Fujitsu, Rapidus Team up on 1.4nm AI Chip for Servers

Fujitsu, Rapidus Team up on 1.4nm AI Chip for Servers

SemiMedia Global
SemiMedia GlobalApr 2, 2026

Why It Matters

The chip could give Japan a home‑grown AI inference solution, reducing reliance on foreign GPU suppliers and strengthening its semiconductor ecosystem. Faster, energy‑efficient inference accelerates data‑center AI services, boosting competitiveness.

Key Takeaways

  • 1.4 nm NPU development costs about 58 billion yen.
  • Fujitsu pairs NPU with 2 nm Arm‑based Monaka CPU.
  • Japanese government likely funds majority of project expenses.
  • Rapidus targets 1.4 nm production by 2029.
  • AI inference demand drives server‑focused chip design.

Pulse Analysis

Japan has intensified its drive to secure a domestic semiconductor supply chain, and the Fujitsu‑Rapidus partnership is a tangible outcome of that policy shift. By focusing on a 1.4 nm neural processing unit designed for AI inference, the two companies aim to fill a gap left by traditional GPUs, which excel at training but are less efficient for real‑time model execution. The project’s estimated 58 billion‑yen budget, largely underwritten by government subsidies, underscores the strategic importance placed on home‑grown AI hardware for data‑center workloads.

The technical ambition of the chip is equally striking.
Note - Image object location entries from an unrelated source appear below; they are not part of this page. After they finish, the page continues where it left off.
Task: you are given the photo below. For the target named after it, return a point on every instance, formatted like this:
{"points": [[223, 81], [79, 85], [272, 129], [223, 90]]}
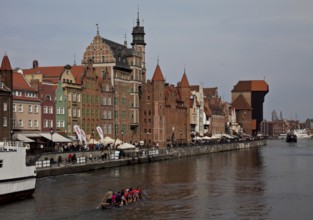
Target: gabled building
{"points": [[27, 112], [126, 68], [247, 99]]}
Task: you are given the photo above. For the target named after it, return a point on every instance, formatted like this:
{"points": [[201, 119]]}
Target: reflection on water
{"points": [[260, 183]]}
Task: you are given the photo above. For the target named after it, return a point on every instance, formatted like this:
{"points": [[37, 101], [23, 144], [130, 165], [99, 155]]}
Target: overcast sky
{"points": [[218, 42]]}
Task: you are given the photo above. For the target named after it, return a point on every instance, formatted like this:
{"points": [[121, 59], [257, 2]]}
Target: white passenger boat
{"points": [[17, 180]]}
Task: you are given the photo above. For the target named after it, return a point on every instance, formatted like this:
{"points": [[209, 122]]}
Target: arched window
{"points": [[48, 98]]}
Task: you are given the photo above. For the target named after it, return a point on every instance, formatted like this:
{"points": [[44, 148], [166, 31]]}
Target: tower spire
{"points": [[97, 29]]}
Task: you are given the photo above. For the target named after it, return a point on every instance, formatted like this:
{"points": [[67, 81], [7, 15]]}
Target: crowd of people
{"points": [[122, 197]]}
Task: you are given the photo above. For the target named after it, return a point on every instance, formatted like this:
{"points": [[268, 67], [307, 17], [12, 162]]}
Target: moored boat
{"points": [[17, 180], [291, 137]]}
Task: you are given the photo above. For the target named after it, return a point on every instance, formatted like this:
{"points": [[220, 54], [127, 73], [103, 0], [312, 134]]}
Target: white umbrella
{"points": [[93, 141], [126, 146], [107, 140], [118, 141]]}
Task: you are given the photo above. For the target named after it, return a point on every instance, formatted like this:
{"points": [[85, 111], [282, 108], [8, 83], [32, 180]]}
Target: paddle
{"points": [[101, 202]]}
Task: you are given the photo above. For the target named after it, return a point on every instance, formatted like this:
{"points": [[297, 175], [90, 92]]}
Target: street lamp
{"points": [[51, 133], [93, 137], [181, 140], [12, 132]]}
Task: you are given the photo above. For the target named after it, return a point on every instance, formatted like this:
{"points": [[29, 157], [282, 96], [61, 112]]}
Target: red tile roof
{"points": [[251, 85], [20, 83], [5, 65], [53, 73]]}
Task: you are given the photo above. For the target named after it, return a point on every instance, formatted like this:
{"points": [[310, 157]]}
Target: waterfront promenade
{"points": [[53, 164]]}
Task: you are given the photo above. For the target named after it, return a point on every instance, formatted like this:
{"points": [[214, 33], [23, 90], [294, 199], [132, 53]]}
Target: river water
{"points": [[270, 182]]}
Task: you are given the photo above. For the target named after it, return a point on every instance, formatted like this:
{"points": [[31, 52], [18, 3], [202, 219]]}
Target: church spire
{"points": [[138, 21], [138, 33]]}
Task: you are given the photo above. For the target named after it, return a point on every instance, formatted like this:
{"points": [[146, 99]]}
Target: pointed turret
{"points": [[6, 72], [157, 76], [138, 34], [184, 83], [5, 65]]}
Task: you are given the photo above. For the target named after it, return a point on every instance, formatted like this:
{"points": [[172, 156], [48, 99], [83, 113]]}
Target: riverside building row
{"points": [[110, 89]]}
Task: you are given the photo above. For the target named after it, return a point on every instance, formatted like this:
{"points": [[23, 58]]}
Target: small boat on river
{"points": [[126, 197], [17, 179], [291, 137]]}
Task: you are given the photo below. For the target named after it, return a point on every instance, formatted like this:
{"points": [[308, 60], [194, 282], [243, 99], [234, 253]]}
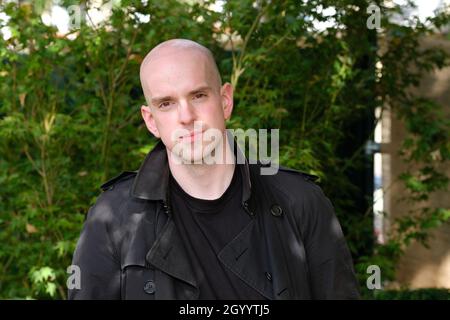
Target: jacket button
{"points": [[251, 213], [276, 210], [149, 287]]}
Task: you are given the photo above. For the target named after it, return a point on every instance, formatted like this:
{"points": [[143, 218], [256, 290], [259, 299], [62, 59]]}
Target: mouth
{"points": [[192, 136]]}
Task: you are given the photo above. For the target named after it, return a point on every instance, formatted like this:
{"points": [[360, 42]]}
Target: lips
{"points": [[191, 136]]}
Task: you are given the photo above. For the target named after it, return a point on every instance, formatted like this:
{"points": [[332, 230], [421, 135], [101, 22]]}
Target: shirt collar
{"points": [[152, 179]]}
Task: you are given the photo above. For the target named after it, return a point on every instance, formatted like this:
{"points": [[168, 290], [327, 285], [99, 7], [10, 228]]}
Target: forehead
{"points": [[175, 72]]}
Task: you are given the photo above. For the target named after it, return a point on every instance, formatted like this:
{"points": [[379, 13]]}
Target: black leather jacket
{"points": [[293, 248]]}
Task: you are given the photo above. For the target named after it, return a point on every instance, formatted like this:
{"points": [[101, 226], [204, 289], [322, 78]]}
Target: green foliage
{"points": [[418, 294], [69, 114]]}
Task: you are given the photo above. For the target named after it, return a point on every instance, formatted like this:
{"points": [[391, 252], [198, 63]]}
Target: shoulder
{"points": [[290, 181], [297, 188], [119, 179], [114, 198]]}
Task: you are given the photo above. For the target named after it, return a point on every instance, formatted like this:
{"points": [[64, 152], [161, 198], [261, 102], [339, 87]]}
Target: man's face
{"points": [[185, 100]]}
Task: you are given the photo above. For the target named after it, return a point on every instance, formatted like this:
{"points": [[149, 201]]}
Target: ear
{"points": [[226, 93], [149, 120]]}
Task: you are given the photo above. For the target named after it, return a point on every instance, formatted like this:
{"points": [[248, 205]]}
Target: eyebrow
{"points": [[158, 100]]}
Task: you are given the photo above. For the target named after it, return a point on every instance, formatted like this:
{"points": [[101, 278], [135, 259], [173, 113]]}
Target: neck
{"points": [[204, 181]]}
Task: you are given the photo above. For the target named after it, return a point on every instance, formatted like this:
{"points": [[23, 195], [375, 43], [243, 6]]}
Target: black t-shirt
{"points": [[206, 226]]}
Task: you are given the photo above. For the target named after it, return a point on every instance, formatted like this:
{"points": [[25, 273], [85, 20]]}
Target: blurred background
{"points": [[359, 90]]}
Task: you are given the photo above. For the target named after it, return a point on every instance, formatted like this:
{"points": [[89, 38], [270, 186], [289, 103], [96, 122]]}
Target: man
{"points": [[194, 223]]}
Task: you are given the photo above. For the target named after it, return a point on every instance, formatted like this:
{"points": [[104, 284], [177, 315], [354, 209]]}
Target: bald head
{"points": [[169, 51]]}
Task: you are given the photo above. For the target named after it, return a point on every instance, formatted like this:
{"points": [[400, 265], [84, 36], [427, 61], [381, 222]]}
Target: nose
{"points": [[186, 113]]}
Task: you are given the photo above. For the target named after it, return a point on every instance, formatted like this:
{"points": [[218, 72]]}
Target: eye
{"points": [[199, 95], [164, 104]]}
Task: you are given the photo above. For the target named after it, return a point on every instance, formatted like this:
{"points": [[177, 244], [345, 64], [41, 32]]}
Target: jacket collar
{"points": [[152, 179]]}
Built on Rapidus’s emerging 1.4 nm node, the NPU will be packaged together with Fujitsu’s Monaka CPU, which already runs on a 2 nm process and leverages an Arm architecture optimized for high‑performance computing. This heterogeneous integration promises lower latency and higher energy efficiency than separate CPU‑GPU configurations, a critical advantage for inference tasks that require rapid response times. However, achieving reliable yields at sub‑2 nm dimensions remains a manufacturing challenge that Rapidus must overcome before volume production.

From a market perspective, the collaboration could reshape Japan’s position in the global AI hardware arena. While Nvidia and AMD dominate GPU‑centric training platforms, a domestically produced inference engine offers customers a cost‑effective, low‑power alternative for edge and cloud deployments. Rapidus’s roadmap, targeting 2 nm production later this decade and 1.4 nm by 2029, aligns with Fujitsu’s longer‑term vision of tighter CPU‑GPU integration, potentially accelerating hybrid system designs. If government backing sustains development costs, the duo may set a precedent for public‑private partnerships that drive next‑generation semiconductor innovation.